For Adichie, this mass mourning is just too much. While her mother must shave her head, sit down and bear the grief of society, she comes to honor her dead husband with their words, spoken and signed in the Death Book, Adichie thinks: “Who are you coming to our house to write this space notebook in? How dare you make this thing right? She is disturbed by the vulgar, meaningless and empty phrases uttered, and humbly regrets times in the past when she, too, had uttered the same vulgar words to her friends who had lost a member of their family, unaware of the agonizing pain. Acute grief.
For Adichie, grief is private, and closed. She does not want to talk to others. She wants to wrap herself in melancholy like a baby in a swaddling blanket and imagine her father’s hands, still present, which soothes her from sleep. Only in the stillness of her mourning can she understand grief. For Adichie, the only word that makes sense is the simple and authentic Ndu, Igbo word unfortunately.
In the closing pages, the body still looms large for an understanding of sadness. Adichie thinks about how to decorate a body for the sake of grief, as she creates T-shirts for her father’s funeral. “I don’t particularly like shirts,” she wrote, “but I spend hours on a dedicated website designing T-shirts for my father, experimenting with fonts, colors, and images.”
It is primitive and universal, the need to create something to honor the dead; To say “I am my father’s daughter.” First: marking sadness on the body, then on the page marking sadness.
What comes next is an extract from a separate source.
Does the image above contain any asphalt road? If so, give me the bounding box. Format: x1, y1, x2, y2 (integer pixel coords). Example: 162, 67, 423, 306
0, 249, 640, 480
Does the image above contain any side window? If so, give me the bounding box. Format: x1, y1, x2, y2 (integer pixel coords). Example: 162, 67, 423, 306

In this way, Notes on grief It becomes a bigger than lean business, universal in the experience of losing a parent, the struggle to mourn that loss, during a pandemic when airport closures and social distancing lead to funerals for months and months beyond scheduled times. Of ignorance when the funeral will be, the delay again, and then again. “After the burial, we can begin to heal,” says Adichi’s mother. Perhaps, in reading this book, in this personal lament has become universal, so have we who have lost so much over the past year of loss and grief.
Hope and Abbock is a poet, writer, and assistant professor at the University of Nebraska-Lincoln.